Troppi carichi di lavoro, e’ impossibile aumentarli ancora di piu’ per contribuire, con uno sforzo sui turni, a sanare una delle peggiori e storiche piaghe della sanita’ pubblica: le liste d’attesa. È quanto sostengono 6 medici su 10, esattamente il 58,5% dei camici bianchi, che si dicono non disponibili a lavorare di piu’ . Questo questo potrebbe comportare il flop di una delle misure cardine nel pacchetto
sanita’ della manovra. E resta aperta per la categoria la questione pensioni: la prossima settimana i sindacati medici decideranno la data della protesta contro la misura che riduce le somme che saranno percepite. Una protesta che si potrebbe tradurre anche nell’esodo di circa 6 mila professionisti, pronti
ad andarsene subito per non perdere i diritti acquisiti. Un sondaggio lanciato dal sindacato dei medici Federazione Cimo-Fesmed (che riunisce le sigle Anpo-Ascoti, Cimo, Cimop e Fesmed) a cui hanno risposto mille camici bianchi, ha confermato la mancata disponibilita’ della categoria a ulteriori sacrifici.
Il piano del Governo per ridurre i tempi d’attesa previsto dalla manovra 2024, che prevede un aumento delle retribuzioni delle prestazioni aggiuntive di medici e infermieri, sottolinea la federazione sindacale, rischia dunque di essere un flop. Particolarmente interessanti le motivazioni avanzate dai medici: il 29% dichiara di lavorare gia’ molte ore oltre il proprio orario di lavoro e non intende dunque sacrificare ulteriormente la propria vita privata; il 21,5% ritiene che non
sia questa la soluzione al problema delle liste d’attesa; solo
il 3,5% preferisce prolungare il proprio orario di lavoro
lavorando in intramoenia o privatamente mentre il 4,6% ritiene
insufficiente l’aumento delle tariffe previsto; il 18% invece
lavorera’ di piu’ per abbattere le liste d’attesa perche’ sente il
dovere di farlo mentre il 23,4% aderira’ alla richiesta per
arrotondare lo stipendio. “Sono numeri che non ci stupiscono –
commenta Guido Quici, presidente di Cimo-Fesmed -. I medici sono
stremati da condizioni di lavoro insostenibili. Hanno difficolta’

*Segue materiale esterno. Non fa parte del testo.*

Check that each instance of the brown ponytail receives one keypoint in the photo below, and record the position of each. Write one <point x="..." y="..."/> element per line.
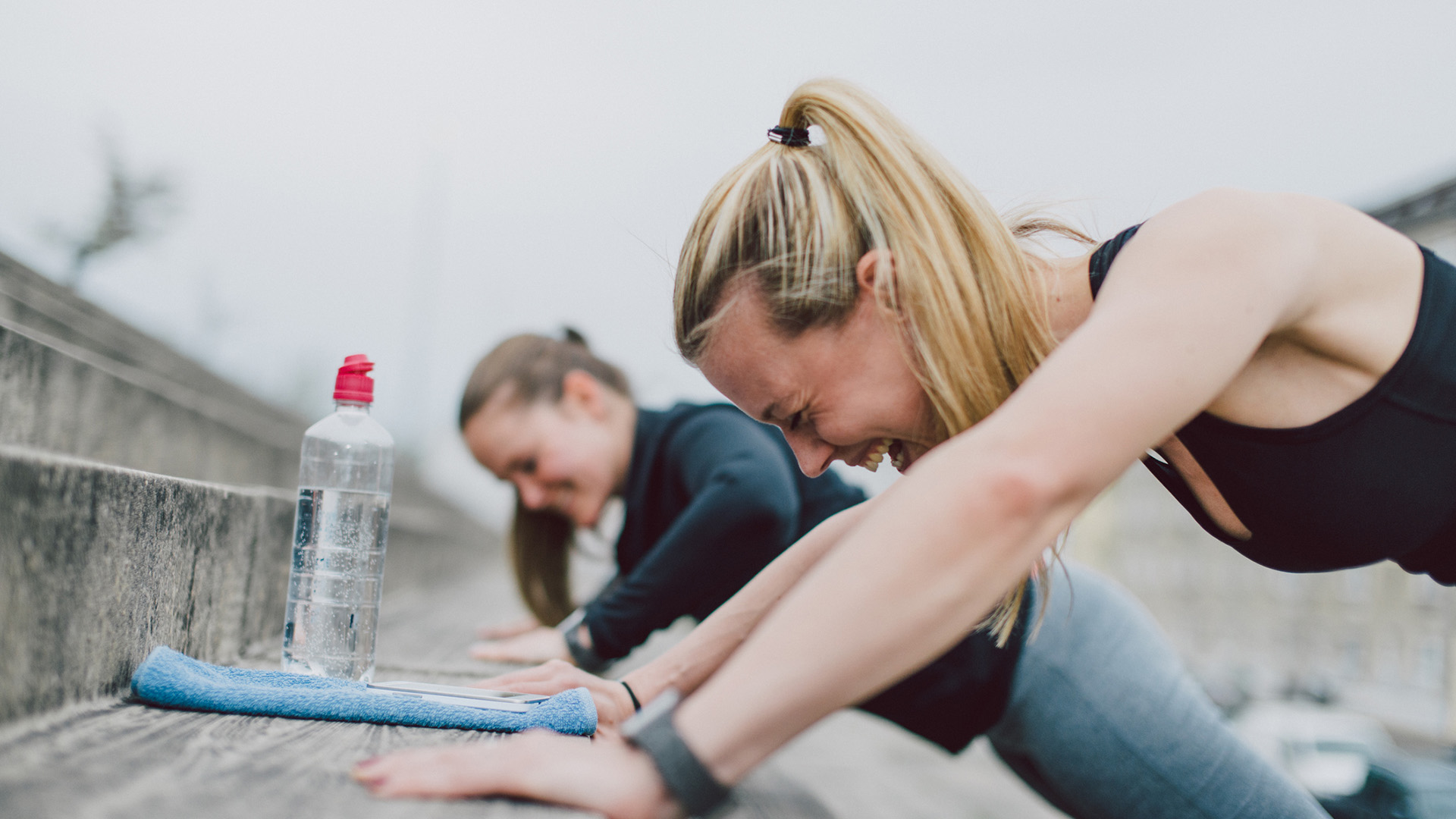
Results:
<point x="533" y="368"/>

ad andare in ferie o a prendersi qualche ora di permesso perche’ ,
a causa della carenza di personale, lascerebbero i servizi
svuotati e i pazienti senza cure”. Quici sostiene che “per
ridurre le liste d’attesa occorrono interventi strutturali.
Senza il superamento del tetto alla spesa per il personale,
incentivi veri che rendano il Servizio sanitario nazionale
nuovamente attrattivo ed un piano straordinario di assunzioni,
non si otterra’ alcun risultato”.
Intanto all’interno della categoria l’apertura da parte del
governo, in particolare dal sottosegretario al Lavoro Claudio
Durigon, e’ accolta con cautela. Se non ci saranno cambiamenti
netti scattera’ lo sciopero, fanno sapere i sindacati che faranno
il punto a stretto giro, gia’ all’inizio della prossima
settimana.
“Correggeremo in Parlamento quello che il governo ha sbagliato
a fare nella legge di bilancio nei confronti della classe medica
e infermieristica. Ci mancherebbe altro, la nostra e’ una
democrazia parlamentare. Siamo alla commedia dell’assurdo, ci
sarebbe da ridere se non dovessimo piangere per come il governo
sta trattando la sanita’ “, afferma la senatrice Raffaella Paita,
coordinatrice nazionale di Italia Viva.
Una bocciatura senza appello della manovra arriva dal
governatore della Campania Vincenzo De Luca nel corso
dell’appuntamento settimanale del venerdi’ sui social. “Hanno
avuto il coraggio di ipotizzare un taglio delle pensioni dei
medici del 25-30 per cento. Cose da pazzi, i medici stanno
pensando di scapparsene dal sistema sanitario pubblico, siamo
alla follia, veramente dilettanti allo sbaraglio. La mia
solidarieta’ ai medici di questo Paese”.